I feel like there's a layer to this conversation that I'm missing. In fact, I kind of had that feeling from your first post. You spoke about the importance of saying what you're *for*. Even though I think I've done so many times before. In fact, you asked me to do so directly. And as part of that request, you explained your reasons:

"My reason is that I want a peaceful life where I can spend my time with the people I love, doing the work I love, in places that I love. That’s it."

Now, I don't know you. I don't know where you live or who you spend time with. I don't know about your personal experiences. All I can respond to is the words you write on the screen. And the quote above is just so perfectly reasonable and universal that I can't see how 99% of people would have any problem with it.
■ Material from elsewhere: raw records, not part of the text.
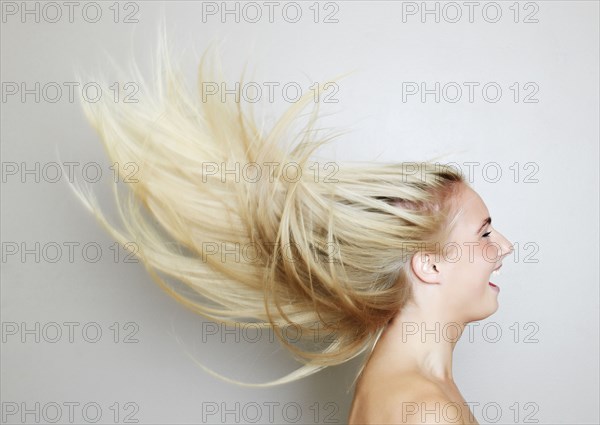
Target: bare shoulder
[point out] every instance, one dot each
(405, 399)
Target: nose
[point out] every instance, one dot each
(506, 247)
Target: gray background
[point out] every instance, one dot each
(543, 367)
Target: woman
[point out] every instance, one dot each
(327, 256)
(409, 376)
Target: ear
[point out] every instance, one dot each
(425, 268)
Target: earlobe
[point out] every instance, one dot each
(424, 268)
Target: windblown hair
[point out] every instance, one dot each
(284, 243)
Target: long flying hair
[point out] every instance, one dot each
(254, 232)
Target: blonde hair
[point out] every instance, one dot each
(327, 256)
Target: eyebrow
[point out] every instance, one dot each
(485, 223)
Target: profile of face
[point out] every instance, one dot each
(460, 277)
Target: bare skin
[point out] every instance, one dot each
(408, 378)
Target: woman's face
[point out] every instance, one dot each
(475, 249)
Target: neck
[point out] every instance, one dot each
(420, 341)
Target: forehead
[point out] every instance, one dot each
(473, 211)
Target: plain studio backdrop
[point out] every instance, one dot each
(508, 89)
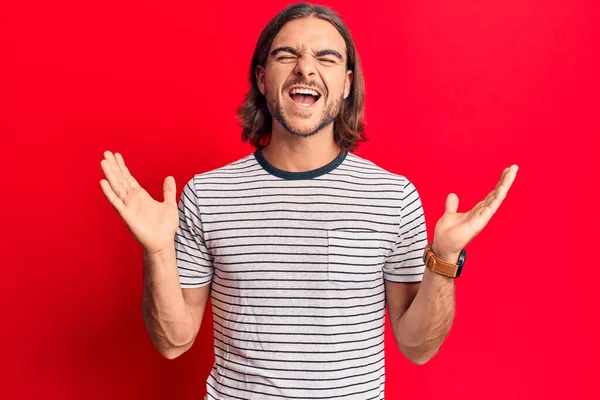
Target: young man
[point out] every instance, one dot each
(300, 244)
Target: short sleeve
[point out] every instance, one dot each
(405, 261)
(194, 261)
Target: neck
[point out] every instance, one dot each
(300, 154)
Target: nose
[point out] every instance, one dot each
(306, 66)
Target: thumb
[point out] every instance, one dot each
(451, 203)
(169, 190)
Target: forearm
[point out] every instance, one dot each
(167, 317)
(423, 327)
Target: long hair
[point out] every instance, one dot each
(256, 121)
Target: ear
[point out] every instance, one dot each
(260, 78)
(348, 83)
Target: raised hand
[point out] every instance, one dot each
(454, 231)
(152, 223)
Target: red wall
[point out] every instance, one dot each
(459, 89)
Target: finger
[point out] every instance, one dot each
(112, 179)
(492, 205)
(508, 177)
(133, 184)
(169, 191)
(114, 200)
(451, 203)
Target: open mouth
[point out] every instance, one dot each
(304, 96)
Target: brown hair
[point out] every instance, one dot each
(256, 121)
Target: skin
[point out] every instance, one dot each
(302, 139)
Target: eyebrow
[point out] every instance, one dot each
(295, 52)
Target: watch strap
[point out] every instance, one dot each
(437, 265)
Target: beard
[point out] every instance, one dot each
(328, 115)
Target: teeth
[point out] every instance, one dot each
(304, 91)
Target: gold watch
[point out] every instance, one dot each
(437, 265)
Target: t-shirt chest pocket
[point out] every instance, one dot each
(355, 258)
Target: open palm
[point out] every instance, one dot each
(152, 223)
(454, 230)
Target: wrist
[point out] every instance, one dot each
(445, 255)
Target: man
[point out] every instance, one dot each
(300, 244)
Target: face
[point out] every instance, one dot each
(305, 79)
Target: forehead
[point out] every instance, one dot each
(310, 33)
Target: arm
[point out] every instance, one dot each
(172, 315)
(421, 315)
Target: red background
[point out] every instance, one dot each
(456, 91)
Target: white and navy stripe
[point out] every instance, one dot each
(297, 263)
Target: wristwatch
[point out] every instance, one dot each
(436, 264)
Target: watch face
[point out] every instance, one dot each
(461, 262)
(461, 258)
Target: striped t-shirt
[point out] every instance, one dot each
(297, 262)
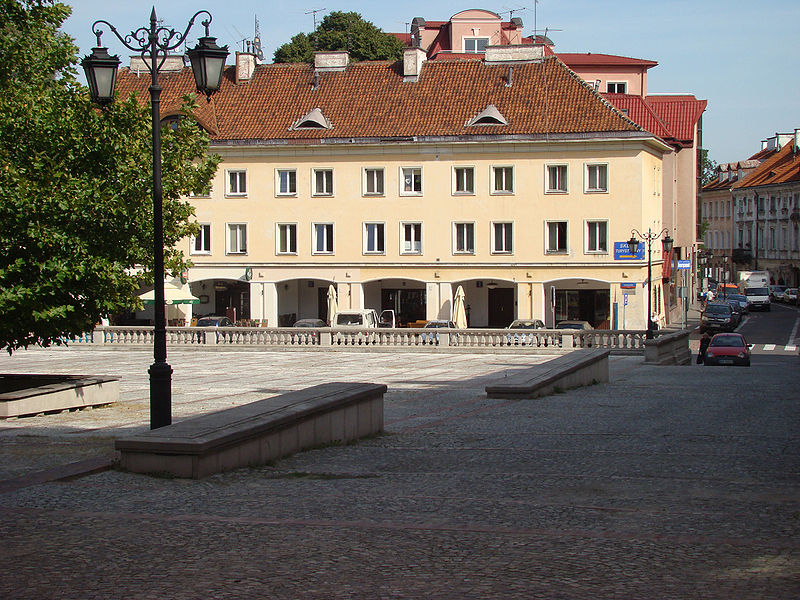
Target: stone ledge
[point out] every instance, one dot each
(576, 369)
(258, 432)
(35, 394)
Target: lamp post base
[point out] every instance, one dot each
(160, 395)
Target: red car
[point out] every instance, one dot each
(728, 349)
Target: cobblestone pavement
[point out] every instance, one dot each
(668, 482)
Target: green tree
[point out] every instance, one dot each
(709, 168)
(76, 187)
(342, 31)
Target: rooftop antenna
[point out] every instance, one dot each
(314, 12)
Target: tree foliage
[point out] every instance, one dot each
(76, 240)
(342, 31)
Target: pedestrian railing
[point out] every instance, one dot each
(620, 341)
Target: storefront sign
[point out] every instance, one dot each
(623, 252)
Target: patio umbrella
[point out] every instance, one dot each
(460, 309)
(172, 295)
(333, 306)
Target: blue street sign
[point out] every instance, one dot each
(623, 252)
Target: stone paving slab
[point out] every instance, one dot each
(667, 482)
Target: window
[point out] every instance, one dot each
(464, 180)
(237, 238)
(502, 238)
(373, 182)
(237, 183)
(502, 180)
(556, 237)
(411, 184)
(556, 179)
(287, 238)
(475, 44)
(201, 243)
(464, 238)
(374, 238)
(596, 237)
(323, 238)
(323, 182)
(597, 178)
(286, 182)
(411, 242)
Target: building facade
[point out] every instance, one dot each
(395, 183)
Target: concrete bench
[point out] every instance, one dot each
(258, 432)
(576, 369)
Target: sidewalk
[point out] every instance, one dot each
(667, 482)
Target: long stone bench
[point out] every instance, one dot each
(258, 432)
(576, 369)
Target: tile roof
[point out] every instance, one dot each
(782, 167)
(372, 100)
(672, 118)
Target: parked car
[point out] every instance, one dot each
(736, 311)
(727, 349)
(758, 297)
(364, 318)
(776, 292)
(310, 323)
(574, 325)
(526, 324)
(522, 338)
(717, 317)
(744, 303)
(212, 321)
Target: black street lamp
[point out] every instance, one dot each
(633, 247)
(208, 63)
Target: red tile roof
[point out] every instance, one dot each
(782, 167)
(372, 100)
(672, 118)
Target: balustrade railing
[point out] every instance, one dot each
(621, 341)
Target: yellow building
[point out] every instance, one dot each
(397, 182)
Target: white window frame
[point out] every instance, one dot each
(289, 227)
(616, 83)
(547, 249)
(329, 238)
(314, 189)
(279, 183)
(587, 232)
(371, 173)
(414, 241)
(471, 225)
(374, 232)
(493, 183)
(464, 169)
(508, 237)
(410, 171)
(558, 189)
(204, 237)
(232, 189)
(588, 178)
(240, 239)
(476, 39)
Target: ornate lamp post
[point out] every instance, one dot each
(633, 246)
(208, 63)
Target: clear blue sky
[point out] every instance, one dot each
(739, 55)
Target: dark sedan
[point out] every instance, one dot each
(727, 349)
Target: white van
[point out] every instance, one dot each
(363, 318)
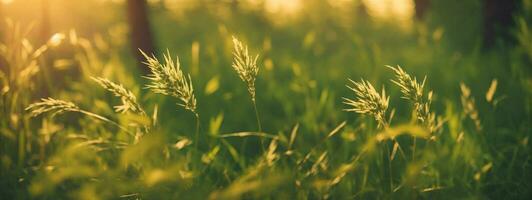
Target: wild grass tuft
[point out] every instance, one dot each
(245, 65)
(54, 106)
(129, 100)
(368, 101)
(412, 90)
(168, 79)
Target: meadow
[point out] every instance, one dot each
(242, 102)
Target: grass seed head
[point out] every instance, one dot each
(245, 65)
(168, 79)
(129, 101)
(368, 101)
(51, 105)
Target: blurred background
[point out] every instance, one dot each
(321, 42)
(308, 49)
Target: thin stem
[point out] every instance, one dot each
(389, 166)
(257, 115)
(105, 120)
(414, 150)
(258, 122)
(197, 130)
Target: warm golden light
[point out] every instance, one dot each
(401, 11)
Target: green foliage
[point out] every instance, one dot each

I'm not accusing you of imagining anything, I'm not saying you're exaggerating, I'm saying that If you're expecting people to laugh, or make fun of you, or tell you to "grow the f*ck up," for saying *this* I don't think the people you're talking about are representative of most people.

The abuse you describe above sounds absolutely awful. I know a thing or two about abuse myself, both online and in real life, though nothing on this level. Any body would feel alone if they were treated like this. But I didn't say that activists in real life don't face different challenges to those online. Nor did anybody in the conversation.

I really hope it doesn't feel like I'm trying to dismiss what you're saying. I'm not. I just don't understand where this is coming from.